Johnson Matthey, a UK speciality chemicals and technology company, and Sibanye-Stillwater, a South African HQ precious metals mining company, have partnered to support decarbonisation and use the platinum group metals (pgms) and battery metals more efficiently, H2Bulletin reports.
Both companies have extended their current pgms supply and refining agreements to ensure long term stability in the supply. The partnership will work on promoting low carbon technologies to support sustainability.
They will also work on the circular economy, cooperate on recycling, and find solutions for the efficient recovery of pgms. Johnson Matthey is the world’s largest fabricator and recycler of pgms, while Sibanye-Stillwater is a significant recycler of used catalytic converter materials containing platinum, palladium and rhodium.

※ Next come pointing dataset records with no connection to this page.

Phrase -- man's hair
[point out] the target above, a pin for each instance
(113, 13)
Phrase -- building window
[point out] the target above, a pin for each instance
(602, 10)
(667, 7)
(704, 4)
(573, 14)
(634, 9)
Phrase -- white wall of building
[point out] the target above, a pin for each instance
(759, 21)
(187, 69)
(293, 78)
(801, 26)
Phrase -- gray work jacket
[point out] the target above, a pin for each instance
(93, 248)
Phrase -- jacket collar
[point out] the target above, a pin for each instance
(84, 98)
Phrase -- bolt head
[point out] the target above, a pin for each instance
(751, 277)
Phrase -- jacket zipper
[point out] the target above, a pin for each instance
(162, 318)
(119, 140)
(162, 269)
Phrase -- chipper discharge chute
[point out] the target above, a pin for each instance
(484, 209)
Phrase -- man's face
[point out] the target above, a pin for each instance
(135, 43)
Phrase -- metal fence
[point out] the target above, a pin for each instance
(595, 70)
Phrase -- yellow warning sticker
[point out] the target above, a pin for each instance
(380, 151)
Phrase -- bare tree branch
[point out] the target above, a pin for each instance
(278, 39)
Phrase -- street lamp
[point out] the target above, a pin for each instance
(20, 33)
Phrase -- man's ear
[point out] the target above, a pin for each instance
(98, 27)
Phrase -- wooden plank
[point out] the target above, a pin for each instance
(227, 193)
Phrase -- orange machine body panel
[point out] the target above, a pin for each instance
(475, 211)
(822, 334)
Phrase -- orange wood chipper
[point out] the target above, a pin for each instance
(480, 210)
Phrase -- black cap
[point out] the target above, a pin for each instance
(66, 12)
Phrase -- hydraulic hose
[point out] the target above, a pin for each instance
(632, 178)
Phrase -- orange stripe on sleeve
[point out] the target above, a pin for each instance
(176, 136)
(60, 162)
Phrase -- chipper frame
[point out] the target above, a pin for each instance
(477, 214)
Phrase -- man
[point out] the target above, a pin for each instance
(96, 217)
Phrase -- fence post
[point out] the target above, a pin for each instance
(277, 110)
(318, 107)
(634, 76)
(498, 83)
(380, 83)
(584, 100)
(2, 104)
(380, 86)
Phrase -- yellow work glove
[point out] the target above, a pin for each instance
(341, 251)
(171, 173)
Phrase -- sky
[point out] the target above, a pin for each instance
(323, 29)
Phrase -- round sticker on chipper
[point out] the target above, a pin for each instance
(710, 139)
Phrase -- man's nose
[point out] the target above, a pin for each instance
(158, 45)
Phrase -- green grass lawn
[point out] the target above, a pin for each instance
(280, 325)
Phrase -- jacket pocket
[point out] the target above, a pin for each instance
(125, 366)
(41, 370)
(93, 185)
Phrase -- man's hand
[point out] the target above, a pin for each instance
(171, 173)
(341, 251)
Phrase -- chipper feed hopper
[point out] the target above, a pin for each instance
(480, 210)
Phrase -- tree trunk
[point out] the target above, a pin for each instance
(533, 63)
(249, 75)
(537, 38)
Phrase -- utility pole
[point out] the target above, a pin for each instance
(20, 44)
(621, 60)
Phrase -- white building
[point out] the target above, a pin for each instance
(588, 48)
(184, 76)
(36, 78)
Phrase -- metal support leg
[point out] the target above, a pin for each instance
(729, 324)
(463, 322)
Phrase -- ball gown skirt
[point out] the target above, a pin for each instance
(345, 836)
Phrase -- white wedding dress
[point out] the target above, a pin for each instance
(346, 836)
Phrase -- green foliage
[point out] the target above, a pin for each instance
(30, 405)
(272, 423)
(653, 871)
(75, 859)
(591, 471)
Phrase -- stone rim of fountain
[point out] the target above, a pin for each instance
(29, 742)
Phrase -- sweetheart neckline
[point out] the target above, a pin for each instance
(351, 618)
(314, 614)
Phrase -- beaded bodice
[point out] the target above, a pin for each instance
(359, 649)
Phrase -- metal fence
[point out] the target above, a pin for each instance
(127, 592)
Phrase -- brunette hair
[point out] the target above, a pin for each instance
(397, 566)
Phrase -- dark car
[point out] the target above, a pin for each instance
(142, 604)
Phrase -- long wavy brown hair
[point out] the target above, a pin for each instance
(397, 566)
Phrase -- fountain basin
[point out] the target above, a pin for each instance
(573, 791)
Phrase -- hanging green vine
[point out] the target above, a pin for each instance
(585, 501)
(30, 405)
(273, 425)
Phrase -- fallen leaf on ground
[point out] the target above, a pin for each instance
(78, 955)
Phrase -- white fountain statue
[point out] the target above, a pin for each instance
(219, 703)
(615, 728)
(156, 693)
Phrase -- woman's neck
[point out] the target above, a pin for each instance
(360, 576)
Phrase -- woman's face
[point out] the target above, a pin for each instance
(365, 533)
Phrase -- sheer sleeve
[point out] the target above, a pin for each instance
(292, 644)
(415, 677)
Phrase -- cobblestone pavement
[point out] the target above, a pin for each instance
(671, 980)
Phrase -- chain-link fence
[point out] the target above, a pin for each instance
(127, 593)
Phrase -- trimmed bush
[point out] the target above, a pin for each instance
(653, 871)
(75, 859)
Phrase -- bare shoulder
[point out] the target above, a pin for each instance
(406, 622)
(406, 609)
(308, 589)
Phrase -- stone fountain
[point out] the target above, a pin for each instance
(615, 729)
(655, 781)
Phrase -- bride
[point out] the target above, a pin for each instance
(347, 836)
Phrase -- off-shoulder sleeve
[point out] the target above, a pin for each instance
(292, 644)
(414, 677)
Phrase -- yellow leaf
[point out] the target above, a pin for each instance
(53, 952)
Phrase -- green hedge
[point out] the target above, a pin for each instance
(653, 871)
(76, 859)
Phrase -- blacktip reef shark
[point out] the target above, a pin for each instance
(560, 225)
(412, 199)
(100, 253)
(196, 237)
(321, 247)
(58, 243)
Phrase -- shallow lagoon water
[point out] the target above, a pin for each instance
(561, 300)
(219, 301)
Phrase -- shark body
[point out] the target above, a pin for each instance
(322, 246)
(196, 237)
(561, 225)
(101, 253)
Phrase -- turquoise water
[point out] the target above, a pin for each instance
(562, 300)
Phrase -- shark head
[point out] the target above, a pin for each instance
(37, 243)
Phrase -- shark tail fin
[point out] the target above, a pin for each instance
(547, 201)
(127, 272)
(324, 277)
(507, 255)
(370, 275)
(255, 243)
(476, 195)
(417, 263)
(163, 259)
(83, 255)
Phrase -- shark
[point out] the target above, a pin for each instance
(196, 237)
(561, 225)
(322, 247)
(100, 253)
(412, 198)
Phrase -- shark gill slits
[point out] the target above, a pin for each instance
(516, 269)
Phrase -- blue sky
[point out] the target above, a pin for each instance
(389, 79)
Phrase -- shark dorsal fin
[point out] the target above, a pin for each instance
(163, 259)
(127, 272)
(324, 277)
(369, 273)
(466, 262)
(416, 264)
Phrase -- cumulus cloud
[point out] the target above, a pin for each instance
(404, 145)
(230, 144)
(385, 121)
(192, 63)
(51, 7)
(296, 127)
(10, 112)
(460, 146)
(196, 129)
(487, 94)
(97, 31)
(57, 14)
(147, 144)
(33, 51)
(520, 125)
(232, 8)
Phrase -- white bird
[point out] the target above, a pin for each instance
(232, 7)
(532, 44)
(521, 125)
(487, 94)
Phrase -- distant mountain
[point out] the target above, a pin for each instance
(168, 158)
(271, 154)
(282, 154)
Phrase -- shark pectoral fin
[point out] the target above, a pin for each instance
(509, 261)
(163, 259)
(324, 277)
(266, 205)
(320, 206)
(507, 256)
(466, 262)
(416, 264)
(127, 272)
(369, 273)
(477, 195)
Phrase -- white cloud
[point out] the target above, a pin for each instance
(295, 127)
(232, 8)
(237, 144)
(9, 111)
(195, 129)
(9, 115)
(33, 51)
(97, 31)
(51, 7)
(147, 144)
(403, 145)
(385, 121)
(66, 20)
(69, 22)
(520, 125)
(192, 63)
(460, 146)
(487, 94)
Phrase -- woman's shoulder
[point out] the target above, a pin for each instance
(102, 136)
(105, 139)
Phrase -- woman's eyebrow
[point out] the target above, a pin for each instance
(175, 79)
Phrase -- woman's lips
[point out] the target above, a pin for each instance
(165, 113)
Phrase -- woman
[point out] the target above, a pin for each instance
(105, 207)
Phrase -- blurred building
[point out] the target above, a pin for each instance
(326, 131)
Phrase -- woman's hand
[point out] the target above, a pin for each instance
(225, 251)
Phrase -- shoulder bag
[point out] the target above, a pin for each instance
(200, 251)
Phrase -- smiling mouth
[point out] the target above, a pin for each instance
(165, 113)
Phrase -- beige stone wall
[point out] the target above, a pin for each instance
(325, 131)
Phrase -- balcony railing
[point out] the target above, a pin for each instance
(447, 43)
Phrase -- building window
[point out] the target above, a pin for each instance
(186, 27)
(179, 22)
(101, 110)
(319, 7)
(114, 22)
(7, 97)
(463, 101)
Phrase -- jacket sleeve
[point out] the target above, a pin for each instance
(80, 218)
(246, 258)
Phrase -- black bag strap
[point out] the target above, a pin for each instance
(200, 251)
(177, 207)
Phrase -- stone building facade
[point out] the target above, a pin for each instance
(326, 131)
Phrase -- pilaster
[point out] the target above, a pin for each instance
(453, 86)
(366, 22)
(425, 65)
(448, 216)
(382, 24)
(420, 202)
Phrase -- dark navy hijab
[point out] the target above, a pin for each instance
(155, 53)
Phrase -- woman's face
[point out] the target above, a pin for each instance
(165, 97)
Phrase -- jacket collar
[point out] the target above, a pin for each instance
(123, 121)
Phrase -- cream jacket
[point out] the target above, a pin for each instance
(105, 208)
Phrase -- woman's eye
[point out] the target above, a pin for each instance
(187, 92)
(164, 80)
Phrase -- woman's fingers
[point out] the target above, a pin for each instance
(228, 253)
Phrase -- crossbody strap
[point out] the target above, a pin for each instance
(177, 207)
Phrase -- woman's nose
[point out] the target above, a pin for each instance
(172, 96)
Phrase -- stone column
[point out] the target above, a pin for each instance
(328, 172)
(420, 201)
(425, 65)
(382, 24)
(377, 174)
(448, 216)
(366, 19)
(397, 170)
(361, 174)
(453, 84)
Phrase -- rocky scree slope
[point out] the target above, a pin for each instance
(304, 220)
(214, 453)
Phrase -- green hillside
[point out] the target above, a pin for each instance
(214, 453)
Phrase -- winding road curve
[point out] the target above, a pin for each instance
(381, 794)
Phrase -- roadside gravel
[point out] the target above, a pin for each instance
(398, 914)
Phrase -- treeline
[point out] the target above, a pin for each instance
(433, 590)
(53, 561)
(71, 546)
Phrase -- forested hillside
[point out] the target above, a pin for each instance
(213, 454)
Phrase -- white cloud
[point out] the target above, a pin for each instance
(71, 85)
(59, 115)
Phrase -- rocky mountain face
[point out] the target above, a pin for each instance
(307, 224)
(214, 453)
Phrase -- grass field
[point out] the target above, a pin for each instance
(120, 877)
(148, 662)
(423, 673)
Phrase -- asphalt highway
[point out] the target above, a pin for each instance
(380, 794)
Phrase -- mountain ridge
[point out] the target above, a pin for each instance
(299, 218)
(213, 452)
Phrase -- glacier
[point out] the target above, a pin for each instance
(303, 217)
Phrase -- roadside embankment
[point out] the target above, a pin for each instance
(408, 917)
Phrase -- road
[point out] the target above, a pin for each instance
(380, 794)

Demand for pgms is expected to increase in the coming years owing to the use in growing electrolyser and fuel cells markets. However, precious metals will also face some headwinds going forward due to their high costs. Several research works are being carried out to replace platinum and iridium with inexpensive materials.
Iridium has also been blamed for limiting the adoption of the PEM (proton exchange membrane) electrolysers. However, Heraeus claims that it cuts iridium requirements by up to 90%, supporting PEM adoption.
Iridium prices have been marching upward and reached a new all-time high of US$ 6,000/oz on the back of supply tightness from South Africa as well as strong demand in the electrical and electrochemical sector.